De acordo com o treinador Maurício Barbieri, ex- Flamengo e Goiás, em entrevista ao jornal goiano ‘Sagres Online’, a relação do profissional com a imprensa colabora para o aumento da pressão e o julgamento excessivo. Para Barbieri, com a correria diária, o comandante não tem tempo para se cuidar. “É difícil ter uma rotina em função do calendário, por causa das viagens e jogos, fica difícil ter uma assiduidade quanto aos cuidados com a saúde. É um problema que todos devem olhar com mais cuidado, inclusive as Federações e a CBF.”, aponta Maurício.


Já a especialista Marina avalia que existem diferenças na questão do treinador de clubes grandes e pequenos e que a figura do psicólogo é fundamental no trabalho desses profissionais. Em clubes de massa, a cobrança é bem maior devido à torcida numerosa e a exigência por resultados. Dessa forma, em caso de derrotas, a culpa geralmente recai no treinador. Em clubes de menor expressão, a falta de estrutura de trabalho e o atraso de salários impactam diretamente na saúde e na rotina do técnico.

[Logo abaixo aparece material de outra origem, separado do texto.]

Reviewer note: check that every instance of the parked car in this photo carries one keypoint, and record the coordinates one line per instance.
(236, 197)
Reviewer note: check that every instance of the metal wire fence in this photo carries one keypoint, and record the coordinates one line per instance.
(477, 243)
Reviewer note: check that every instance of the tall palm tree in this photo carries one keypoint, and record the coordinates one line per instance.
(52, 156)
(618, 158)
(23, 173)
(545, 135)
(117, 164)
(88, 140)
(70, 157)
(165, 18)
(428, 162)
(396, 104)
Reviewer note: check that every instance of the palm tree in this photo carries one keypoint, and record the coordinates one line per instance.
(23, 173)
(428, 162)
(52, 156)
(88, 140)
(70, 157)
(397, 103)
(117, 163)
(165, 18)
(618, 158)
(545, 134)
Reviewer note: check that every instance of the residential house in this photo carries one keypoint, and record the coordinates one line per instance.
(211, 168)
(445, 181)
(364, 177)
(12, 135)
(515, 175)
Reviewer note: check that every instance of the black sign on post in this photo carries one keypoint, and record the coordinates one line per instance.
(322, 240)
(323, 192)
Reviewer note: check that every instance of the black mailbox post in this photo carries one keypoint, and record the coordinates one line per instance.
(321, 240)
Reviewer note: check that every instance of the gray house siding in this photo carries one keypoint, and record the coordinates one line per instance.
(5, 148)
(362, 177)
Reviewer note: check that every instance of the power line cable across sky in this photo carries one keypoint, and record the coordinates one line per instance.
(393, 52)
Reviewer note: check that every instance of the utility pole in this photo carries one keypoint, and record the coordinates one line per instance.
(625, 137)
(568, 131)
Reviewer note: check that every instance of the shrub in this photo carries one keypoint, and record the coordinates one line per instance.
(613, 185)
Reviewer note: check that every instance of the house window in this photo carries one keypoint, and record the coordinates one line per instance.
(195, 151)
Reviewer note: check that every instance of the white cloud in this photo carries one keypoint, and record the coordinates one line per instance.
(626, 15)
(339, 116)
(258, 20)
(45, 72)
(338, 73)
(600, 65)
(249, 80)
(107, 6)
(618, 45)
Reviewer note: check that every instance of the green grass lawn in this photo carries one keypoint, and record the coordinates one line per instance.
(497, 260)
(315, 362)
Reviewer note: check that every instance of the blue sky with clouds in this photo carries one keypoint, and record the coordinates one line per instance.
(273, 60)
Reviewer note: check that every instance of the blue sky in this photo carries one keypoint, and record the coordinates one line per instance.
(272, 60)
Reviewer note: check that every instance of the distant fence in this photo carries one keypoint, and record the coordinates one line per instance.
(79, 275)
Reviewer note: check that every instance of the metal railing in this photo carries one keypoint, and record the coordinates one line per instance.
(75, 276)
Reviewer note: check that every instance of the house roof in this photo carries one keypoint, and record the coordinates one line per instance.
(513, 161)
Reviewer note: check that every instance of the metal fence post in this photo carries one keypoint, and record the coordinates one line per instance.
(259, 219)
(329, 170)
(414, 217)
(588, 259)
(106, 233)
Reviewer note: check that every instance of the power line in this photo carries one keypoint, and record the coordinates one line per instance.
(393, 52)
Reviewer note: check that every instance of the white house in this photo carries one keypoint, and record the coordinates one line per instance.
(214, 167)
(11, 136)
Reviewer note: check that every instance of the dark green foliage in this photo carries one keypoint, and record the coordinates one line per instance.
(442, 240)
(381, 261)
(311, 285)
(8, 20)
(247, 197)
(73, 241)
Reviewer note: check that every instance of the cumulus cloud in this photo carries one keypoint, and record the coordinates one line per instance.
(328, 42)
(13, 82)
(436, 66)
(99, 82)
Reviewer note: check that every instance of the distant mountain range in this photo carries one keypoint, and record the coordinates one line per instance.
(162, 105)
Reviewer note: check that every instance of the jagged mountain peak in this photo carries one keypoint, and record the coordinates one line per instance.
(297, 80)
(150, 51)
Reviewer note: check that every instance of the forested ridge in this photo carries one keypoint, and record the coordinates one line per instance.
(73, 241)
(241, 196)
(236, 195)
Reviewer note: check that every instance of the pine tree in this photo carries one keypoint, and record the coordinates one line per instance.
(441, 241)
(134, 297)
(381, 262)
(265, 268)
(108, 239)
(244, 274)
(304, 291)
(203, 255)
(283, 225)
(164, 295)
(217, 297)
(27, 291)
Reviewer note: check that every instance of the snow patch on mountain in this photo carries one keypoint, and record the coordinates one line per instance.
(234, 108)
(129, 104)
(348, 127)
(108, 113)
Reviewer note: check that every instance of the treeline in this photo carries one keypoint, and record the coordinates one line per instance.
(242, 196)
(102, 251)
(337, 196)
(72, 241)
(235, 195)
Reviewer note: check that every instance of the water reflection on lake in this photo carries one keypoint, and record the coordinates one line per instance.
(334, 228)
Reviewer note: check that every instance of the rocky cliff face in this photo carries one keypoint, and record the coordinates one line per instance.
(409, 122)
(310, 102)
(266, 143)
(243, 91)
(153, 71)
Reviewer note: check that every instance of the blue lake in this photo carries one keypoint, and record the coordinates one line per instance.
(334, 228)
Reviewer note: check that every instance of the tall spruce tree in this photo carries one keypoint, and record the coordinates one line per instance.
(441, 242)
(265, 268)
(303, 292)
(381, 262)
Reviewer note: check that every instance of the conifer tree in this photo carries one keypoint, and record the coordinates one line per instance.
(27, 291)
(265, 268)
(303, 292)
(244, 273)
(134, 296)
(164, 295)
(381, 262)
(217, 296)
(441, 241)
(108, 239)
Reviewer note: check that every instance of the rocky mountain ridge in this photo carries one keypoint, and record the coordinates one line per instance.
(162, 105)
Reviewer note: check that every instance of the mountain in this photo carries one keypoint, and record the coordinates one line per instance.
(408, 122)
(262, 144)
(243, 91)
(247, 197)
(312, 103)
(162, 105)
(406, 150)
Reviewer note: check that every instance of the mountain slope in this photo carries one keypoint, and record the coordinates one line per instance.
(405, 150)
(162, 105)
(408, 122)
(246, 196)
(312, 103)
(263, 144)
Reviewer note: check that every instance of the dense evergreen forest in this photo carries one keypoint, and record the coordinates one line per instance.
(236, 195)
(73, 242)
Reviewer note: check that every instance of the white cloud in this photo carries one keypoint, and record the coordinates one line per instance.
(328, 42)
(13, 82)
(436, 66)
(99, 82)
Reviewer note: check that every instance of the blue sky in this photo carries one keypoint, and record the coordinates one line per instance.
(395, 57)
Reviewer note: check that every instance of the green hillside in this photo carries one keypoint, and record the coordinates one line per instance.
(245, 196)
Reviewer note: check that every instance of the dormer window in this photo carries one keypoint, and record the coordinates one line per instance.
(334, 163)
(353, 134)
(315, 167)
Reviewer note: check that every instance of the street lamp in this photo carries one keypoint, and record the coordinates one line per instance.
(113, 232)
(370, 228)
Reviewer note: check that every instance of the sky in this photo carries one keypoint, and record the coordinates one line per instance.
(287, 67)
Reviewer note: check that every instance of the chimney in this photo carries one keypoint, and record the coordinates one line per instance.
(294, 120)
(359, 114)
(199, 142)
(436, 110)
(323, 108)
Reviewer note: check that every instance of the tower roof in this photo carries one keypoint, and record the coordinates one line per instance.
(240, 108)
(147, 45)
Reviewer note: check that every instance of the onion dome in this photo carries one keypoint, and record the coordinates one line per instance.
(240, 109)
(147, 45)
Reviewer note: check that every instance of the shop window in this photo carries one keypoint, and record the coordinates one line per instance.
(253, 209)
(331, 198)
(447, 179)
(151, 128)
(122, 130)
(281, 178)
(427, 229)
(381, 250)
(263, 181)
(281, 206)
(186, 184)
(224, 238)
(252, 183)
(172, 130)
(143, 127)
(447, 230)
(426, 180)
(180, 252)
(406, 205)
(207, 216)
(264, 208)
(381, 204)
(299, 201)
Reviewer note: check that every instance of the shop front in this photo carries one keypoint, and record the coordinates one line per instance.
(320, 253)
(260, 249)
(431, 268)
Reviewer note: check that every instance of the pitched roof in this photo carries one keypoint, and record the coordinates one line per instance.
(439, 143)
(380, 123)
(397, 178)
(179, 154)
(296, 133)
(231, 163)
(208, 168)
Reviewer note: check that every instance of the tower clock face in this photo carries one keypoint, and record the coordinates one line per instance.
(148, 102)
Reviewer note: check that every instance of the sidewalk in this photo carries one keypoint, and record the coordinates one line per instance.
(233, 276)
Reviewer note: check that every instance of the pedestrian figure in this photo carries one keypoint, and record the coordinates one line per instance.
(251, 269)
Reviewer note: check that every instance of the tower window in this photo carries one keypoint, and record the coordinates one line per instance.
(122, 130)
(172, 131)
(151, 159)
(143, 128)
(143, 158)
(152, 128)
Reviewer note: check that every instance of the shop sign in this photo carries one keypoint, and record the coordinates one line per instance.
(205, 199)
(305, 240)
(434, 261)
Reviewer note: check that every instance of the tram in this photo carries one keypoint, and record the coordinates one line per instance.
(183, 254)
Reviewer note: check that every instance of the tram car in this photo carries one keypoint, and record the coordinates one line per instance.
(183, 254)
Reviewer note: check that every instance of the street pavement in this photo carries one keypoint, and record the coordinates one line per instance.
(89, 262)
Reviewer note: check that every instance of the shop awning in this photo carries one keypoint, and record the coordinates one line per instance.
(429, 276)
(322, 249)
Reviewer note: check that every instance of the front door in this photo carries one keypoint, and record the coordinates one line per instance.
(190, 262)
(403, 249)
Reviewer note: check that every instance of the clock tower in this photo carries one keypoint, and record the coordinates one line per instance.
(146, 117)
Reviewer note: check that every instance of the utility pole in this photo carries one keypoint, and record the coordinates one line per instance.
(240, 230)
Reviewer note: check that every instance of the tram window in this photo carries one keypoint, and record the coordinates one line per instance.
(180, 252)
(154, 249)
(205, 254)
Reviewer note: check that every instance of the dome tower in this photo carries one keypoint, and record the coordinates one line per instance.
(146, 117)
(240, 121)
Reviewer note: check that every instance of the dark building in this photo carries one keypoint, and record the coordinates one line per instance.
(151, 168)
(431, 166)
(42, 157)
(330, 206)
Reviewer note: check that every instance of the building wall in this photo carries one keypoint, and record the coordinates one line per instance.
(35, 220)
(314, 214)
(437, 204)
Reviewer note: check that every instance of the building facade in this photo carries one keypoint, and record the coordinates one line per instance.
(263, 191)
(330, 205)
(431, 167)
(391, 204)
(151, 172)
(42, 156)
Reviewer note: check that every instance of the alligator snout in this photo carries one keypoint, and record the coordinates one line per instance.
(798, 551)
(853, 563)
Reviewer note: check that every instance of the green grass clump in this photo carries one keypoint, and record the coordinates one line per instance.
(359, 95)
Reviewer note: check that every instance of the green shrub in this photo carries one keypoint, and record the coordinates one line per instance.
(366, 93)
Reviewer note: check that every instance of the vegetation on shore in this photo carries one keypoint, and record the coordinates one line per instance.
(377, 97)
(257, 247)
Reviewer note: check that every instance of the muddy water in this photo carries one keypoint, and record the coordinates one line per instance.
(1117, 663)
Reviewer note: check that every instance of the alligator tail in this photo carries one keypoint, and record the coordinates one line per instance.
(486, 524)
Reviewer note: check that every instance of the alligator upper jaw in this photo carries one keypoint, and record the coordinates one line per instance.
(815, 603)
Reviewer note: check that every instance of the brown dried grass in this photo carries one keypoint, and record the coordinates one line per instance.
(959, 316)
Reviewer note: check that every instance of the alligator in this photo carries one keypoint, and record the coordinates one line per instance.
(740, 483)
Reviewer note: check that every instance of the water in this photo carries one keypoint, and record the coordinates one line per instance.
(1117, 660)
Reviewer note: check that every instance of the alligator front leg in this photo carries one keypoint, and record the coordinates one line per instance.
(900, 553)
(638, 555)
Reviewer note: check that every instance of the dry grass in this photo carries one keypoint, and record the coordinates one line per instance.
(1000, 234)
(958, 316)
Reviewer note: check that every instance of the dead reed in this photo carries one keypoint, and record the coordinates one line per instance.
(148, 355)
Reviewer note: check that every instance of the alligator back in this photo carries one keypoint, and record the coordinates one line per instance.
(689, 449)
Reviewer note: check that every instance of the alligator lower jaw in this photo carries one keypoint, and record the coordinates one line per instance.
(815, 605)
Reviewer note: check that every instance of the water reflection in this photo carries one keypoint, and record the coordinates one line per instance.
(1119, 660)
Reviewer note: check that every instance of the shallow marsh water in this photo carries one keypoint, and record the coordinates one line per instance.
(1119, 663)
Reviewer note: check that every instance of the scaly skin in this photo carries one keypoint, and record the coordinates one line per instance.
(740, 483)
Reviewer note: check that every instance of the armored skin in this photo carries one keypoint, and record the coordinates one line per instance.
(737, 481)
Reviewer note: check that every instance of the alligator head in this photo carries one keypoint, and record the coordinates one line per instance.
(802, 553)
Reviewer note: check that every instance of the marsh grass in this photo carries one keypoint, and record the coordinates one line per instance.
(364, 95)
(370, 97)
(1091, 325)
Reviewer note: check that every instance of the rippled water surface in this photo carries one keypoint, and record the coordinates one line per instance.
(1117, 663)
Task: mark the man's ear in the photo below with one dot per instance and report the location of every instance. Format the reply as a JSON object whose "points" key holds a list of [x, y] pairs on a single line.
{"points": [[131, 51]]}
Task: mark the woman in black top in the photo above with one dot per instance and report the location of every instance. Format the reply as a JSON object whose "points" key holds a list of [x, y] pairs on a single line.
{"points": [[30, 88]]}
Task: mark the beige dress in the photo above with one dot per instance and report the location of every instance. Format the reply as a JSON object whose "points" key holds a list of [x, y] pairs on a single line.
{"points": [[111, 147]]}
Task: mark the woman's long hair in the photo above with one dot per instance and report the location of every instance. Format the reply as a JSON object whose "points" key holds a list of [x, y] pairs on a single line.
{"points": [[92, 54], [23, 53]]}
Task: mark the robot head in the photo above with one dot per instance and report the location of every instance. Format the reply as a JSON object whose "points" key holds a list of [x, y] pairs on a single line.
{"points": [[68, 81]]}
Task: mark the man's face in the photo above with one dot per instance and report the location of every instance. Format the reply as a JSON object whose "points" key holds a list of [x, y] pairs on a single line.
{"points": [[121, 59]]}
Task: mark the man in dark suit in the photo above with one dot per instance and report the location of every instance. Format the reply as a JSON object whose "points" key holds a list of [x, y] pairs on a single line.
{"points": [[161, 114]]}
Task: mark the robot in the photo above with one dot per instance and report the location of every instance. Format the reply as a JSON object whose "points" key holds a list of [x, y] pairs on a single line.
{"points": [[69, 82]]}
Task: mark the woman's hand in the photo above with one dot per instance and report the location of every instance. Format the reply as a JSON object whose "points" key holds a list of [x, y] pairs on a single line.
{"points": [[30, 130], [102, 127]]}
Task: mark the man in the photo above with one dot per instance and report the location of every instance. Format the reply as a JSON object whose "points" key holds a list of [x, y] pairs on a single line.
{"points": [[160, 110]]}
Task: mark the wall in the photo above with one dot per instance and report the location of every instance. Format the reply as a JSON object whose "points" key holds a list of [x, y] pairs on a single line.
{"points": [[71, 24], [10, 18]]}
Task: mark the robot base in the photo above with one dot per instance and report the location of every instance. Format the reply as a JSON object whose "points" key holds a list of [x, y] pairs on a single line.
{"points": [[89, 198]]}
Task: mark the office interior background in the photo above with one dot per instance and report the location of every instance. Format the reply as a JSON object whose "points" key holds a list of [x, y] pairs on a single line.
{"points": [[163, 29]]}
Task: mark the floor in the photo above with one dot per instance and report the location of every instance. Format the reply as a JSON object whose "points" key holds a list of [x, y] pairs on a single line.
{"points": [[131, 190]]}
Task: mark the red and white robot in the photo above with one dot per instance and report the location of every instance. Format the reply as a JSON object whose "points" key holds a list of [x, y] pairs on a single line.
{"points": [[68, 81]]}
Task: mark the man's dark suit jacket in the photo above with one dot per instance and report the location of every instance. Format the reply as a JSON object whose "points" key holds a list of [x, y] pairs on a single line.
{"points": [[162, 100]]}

Para Marina, clubes e federações deveriam se preocupar mais com a saúde não só de técnicos, como de atletas, árbitros e todos os envolvidos no futebol profissional. Segundo a especialista, o entendimento dos clubes quanto a importância dessa área melhorou nos últimos dez anos. Contudo, ainda há um caminho até que as pessoas que dirigem clubes favoreçam que a psicologia circule no futebol para contribuir com o melhor andamento da modalidade.


Casos de técnicos com doenças ligadas ao estresse da profissão


Além de Abel Braga, Muricy Ramalho, Renato Gaúcho e Cuca, que tiveram problemas cardíacos nos últimos cinco anos, outros treinadores apresentaram doenças ligadas ao estresse da profissão. Em janeiro de 1996, Telê Santana teve que encerrar a carreira devido a um AVC Isquêmico, que afetou sua fala e locomoção. Na época, ele comandava o Palmeiras.


Já em agosto de 2011, o ex-zagueiro Ricardo Gomes teve um AVC hemorrágico e foi retirado de campo por uma ambulância durante a partida entre Vasco x Flamengo pelo Brasileirão.

Até o fechamento desta matéria, a FBTF (Federação Brasileira de Treinadores de futebol) e o Clube de Regatas do Flamengo não responderam os questionamentos sobre a falta de uma política, que vise amenizar e prevenir problemas da saúde mental dos treinadores de futebol.